L’ océan Indien, nous raconte une pléthore d’histoires singulières et passionnantes mêlant conquêtes militaires, traversées tumultueuses et découvertes fantastiques, qui façonnent la construction de ses routes maritimes stratégiques, afin de servir l’approvisionnement des riches empires de Méditerranée occidentale, en produits de luxe très convoités : pierres précieuses or et épices.
Quand au printemps -327, Alexandre le Grand, roi de Macédoine, part avec son armée épuisée après un long périple, pour la campagne du Penjab (ex Royaume indien, Pakistan actuel), affronter les troupes montées sur éléphants du roi Poros, dans la plaine de l’Indus, il ne se doute pas (sous la forte pression de ses hommes effrayés par la supériorité numérique indienne; mutinerie), que cette opération très risquée, marquera la fin soudaine de son éreintante conquête de l’Est.
Après avoir soumis non sans mal, toute la grande vallée accidentée et bien défendue du royaume des Paurava, Alexandre le Grand fait construire rapidement une flotte importante, financée par le roi indien déchu. Placée sous le commandement de son lieutenant Néarque, elle est en charge de leur retour périlleux en Macédoine, depuis l’Indus vers la mer des Indes (nouvelle limite officielle du monde pour les grecs); cap sur le golfe Persique puis Babylone.

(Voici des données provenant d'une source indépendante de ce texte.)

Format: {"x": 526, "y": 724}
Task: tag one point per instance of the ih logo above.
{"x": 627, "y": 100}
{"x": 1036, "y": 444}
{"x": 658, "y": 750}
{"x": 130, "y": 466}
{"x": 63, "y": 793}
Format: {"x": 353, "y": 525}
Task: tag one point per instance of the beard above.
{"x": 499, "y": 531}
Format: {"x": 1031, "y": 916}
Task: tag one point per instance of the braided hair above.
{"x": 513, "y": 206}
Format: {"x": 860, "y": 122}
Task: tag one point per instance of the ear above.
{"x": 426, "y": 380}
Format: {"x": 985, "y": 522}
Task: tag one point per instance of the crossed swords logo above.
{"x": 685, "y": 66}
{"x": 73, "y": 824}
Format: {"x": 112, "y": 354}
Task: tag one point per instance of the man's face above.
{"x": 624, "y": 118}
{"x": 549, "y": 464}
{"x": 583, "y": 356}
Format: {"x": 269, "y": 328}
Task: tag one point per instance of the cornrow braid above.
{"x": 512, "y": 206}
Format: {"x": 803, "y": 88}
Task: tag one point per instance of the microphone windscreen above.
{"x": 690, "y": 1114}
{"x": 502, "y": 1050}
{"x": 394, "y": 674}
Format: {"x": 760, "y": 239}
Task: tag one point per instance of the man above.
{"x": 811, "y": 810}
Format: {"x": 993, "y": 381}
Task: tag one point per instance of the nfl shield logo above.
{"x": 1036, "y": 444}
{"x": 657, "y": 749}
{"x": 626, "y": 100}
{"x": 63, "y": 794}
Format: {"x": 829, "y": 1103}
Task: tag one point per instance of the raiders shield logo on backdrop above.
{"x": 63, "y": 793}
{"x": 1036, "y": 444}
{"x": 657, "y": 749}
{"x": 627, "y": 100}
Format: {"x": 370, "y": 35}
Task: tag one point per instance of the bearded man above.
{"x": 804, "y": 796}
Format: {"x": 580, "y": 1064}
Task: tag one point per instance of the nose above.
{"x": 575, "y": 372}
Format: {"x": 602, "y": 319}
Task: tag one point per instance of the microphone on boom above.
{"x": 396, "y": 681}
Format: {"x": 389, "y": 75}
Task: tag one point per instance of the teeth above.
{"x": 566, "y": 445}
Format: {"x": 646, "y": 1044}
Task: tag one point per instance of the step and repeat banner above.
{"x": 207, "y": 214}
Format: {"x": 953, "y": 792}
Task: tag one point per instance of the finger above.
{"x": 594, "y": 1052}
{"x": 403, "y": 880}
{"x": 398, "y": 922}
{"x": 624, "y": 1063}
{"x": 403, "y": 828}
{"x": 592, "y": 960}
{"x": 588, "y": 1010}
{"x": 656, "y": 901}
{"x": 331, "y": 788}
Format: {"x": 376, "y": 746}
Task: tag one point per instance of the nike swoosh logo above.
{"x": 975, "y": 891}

La percée dans l’océan Indien d’Alexandre le Grand, donne une nouvelle vision maritime aux grecs et ouvre des opportunités économiques considérables : à 20 jours de navigation lente des côtes indiennes (comme décrit par les égyptiens), se trouve l’île de Taprobane (Ceylan, actuel Sri Lanka) et sa centaine d’îlots. Une terre paradisiaque peuplée d’hommes organisés autour de 10 cités et d’animaux sauvages, où poussent des épices fabuleuses. Là, l’océan regorge en grande quantité, de perles d’une taille et pureté exceptionnelles.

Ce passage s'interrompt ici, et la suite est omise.